Production is on fire, and we are all remote

14 Feb 2021

All of a sudden, things start to go badly. Support tickets begin to flood in with the same complaints - the app stops working. The engineers start to investigate in their own homes. The production app is on fire, and we are all remote.

Product incidents are stress-inducing. Every minute counts. A product incident when everyone works remotely is even more challenging. Incident management with a remote engineering team is a complex problem; this blog post attempts to provide some simple guidelines to follow.

what bad incident response looks like

Imagine a production outage happened with the following scenario:

the outage is raised by customers first, not the engineering team
the engineering team investigate the outage in silos
the company does not have a common understanding of what and who is working on the outage
the customers were left hanging without answers, and frustrated

The scenarios above paint a bleak picture. Such outage and respondence to outage damage customer trust and tarnish team morale. Unfortunately, these scenarios happen way too often at startups with small engineering team and fragile infrastructure. To add another layer of complication, having an all-remote engineering team means more required synchronization between individuals online.

So how can we do better? In order to do better, we first need to understand what makes production incidents difficult, and then apply guidelines to address them.

what makes production incidents hard to respond remotely

production incidents requires fast response. When an incident happens, the most ideal is to identify the root cause and fix it as soon as possible.
production incidents are unexpected and stress-inducing. Incidents are by nature not intentional, and thus the engineering team starts to tackle incidents with lots of unknowns. When we face unknowns with a ticking clock, it produces stress.
direct communication is harder without being physically together. It gets harder to synchronize information with an all-remote team and have a single source of truth.

Some guidelines start to emerge given the constraints listed above.

guidelines to better incident respondence

detect problems before customers

Detect problems early, even better, fix the issue before it has a major customer impact. This can be done if and only if there’s a sufficient alerting and monitoring system. Great alerting and monitoring result from a good engineering culture, in that observability, is part of the development lifecycle. How to build such a culture is a topic of a whole blogpost along.

virtual command center

Create a virtual command center, broadcast details of the virtual command center to the company right away. Criteria of a solid virtual command center include but not limited to:

A virtual conference room link that people can join
A person in charge of the command center (declare at the start of the command center) - an incident commander
Communication protocol in the command center (e.g., what to ask, what to share, how to act, etc.)

Condition, Actions, Needs (CAN) report

The concept of CAN report comes from progress reporting on the firegroud with firemen. This article further explain why this report is crucial:

Progress reporting on the fireground during all phases of operations relays vital information between the Incident Commander (IC) and companies operating at the incident. Incident action plans are driven by the completion of tactical objectives. Conversely, If an objective cannot be completed, the IC needs to be advised so that the safety of crews operating can be evaluated and the tactical and strategic plan modified.

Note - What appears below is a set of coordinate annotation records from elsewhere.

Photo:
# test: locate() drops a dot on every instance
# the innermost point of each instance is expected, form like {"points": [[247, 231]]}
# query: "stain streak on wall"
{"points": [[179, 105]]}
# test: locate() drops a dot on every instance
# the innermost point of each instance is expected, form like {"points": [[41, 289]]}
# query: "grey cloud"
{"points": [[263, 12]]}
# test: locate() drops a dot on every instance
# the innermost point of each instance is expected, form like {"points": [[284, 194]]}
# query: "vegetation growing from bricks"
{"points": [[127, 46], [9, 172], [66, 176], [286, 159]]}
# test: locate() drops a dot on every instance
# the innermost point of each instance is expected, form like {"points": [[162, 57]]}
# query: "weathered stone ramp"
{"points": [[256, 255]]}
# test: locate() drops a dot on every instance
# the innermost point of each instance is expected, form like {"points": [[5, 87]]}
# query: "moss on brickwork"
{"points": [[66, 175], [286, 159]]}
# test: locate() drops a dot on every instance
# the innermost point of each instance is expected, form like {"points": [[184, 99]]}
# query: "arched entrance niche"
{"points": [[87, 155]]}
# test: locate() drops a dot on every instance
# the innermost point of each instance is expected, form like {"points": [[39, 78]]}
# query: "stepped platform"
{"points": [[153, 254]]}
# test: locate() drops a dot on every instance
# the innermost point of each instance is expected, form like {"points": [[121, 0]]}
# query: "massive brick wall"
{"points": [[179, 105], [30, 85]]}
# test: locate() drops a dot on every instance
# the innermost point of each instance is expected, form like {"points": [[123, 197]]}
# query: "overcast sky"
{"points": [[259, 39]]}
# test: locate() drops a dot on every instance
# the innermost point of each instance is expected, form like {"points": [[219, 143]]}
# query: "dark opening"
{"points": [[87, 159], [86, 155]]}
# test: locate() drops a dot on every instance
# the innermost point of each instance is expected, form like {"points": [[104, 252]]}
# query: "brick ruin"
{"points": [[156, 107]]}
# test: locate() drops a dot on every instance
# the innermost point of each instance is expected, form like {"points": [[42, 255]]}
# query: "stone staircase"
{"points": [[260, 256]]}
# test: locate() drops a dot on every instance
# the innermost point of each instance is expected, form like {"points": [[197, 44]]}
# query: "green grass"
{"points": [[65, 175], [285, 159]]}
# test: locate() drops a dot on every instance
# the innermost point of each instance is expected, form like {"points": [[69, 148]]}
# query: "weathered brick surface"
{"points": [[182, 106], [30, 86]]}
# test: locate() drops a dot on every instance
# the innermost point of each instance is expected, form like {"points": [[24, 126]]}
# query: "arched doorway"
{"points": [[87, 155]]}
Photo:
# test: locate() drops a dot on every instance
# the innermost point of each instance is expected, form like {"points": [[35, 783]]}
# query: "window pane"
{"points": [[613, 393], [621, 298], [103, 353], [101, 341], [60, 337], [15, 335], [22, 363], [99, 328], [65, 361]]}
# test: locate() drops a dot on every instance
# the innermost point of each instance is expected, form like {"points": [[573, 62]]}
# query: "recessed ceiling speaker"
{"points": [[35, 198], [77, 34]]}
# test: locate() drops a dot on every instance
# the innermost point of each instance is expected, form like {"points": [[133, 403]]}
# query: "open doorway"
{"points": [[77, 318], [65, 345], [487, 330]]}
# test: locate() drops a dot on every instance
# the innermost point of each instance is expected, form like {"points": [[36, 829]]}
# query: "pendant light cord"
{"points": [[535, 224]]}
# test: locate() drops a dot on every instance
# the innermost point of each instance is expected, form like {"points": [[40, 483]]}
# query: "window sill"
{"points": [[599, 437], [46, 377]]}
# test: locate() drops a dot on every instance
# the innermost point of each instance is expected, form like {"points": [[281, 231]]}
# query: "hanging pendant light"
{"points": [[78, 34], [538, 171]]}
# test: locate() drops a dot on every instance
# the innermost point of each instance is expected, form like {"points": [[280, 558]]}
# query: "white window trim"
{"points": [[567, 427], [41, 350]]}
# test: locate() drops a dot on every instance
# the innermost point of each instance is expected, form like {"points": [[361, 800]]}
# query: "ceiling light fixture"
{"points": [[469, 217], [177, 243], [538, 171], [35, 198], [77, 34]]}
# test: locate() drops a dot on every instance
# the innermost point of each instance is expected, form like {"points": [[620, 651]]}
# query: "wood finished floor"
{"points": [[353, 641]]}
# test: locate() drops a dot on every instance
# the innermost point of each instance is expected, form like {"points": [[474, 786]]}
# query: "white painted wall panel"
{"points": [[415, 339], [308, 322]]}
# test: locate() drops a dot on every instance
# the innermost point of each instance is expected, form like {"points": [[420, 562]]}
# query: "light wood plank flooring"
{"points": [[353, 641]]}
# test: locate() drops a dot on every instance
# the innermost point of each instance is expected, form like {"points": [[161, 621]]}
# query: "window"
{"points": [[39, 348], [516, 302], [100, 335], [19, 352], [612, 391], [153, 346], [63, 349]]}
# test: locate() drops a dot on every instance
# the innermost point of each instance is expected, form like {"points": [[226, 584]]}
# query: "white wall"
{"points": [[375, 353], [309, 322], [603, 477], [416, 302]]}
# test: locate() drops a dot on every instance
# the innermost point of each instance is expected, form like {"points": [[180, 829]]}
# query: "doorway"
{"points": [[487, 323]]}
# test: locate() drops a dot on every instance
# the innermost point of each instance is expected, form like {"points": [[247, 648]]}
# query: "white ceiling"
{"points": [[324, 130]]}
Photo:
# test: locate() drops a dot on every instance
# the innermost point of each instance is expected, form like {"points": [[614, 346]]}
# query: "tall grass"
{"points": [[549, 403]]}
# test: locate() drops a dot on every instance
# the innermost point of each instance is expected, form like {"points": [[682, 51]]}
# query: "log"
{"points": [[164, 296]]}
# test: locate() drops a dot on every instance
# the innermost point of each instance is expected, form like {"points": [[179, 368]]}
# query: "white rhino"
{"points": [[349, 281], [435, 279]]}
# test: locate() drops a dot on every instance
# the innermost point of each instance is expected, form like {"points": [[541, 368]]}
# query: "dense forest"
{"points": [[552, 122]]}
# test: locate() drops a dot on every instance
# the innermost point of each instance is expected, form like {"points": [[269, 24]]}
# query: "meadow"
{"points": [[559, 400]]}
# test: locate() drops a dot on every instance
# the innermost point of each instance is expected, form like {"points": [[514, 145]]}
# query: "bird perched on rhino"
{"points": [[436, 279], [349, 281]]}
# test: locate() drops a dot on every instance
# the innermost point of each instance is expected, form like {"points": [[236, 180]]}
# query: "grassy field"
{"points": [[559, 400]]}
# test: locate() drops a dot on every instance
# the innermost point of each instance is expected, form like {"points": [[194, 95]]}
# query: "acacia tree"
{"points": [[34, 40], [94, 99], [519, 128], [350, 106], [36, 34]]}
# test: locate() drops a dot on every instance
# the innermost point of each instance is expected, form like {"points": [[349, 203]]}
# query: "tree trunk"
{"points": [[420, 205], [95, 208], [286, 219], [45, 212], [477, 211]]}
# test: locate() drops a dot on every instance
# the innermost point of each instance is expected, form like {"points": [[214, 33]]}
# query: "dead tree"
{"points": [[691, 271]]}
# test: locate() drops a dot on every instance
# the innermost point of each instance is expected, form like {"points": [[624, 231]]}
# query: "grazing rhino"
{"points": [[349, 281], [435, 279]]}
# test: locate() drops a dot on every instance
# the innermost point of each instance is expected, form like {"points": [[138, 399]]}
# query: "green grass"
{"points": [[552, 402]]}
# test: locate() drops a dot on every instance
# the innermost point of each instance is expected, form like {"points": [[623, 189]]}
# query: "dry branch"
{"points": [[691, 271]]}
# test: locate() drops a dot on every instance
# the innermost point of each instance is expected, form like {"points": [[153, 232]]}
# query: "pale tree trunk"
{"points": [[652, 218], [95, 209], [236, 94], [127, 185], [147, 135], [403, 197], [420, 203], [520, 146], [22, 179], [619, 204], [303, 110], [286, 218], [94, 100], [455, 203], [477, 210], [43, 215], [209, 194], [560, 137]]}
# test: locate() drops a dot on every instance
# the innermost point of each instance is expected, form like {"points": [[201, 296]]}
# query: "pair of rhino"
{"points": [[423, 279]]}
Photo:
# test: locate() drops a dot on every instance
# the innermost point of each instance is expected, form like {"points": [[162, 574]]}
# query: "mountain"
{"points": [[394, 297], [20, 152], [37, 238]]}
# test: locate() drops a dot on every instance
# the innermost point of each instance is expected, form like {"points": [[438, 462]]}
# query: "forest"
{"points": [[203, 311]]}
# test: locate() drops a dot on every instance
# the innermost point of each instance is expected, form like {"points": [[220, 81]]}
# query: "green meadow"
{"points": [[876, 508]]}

An easy way to answer or transmit a progress report is the CAN report. The C A N report stands for Conditions, Actions, Needs. By using this order model, the person giving the report easily identifies how well they are doing, the conditions they are facing, and any support or resource needs that they have.

An example CAN report template can be found here.

modeled communication

Given a virtual command center is established, how can we act together? One inspiration comes from how Slack handles production incident. Specifically:

timeline

The timeline of an incident is composed of four distinct stages, Customer Impact, Operations Impact, Learning & Prevention. Within these stages, there are distinct operations that lead to the final resolution of an incident, which we’ll briefly summarize.

Detect: Detection of a regression or customer impact via, ideally, SLO failure, automated alerts driven by metrics, or less ideally, customer reports.

Assemble: The Subject Matter Expert (SME) who gets the initial Detect page will invoke the Assemble process and alert the Incident Commander on-call.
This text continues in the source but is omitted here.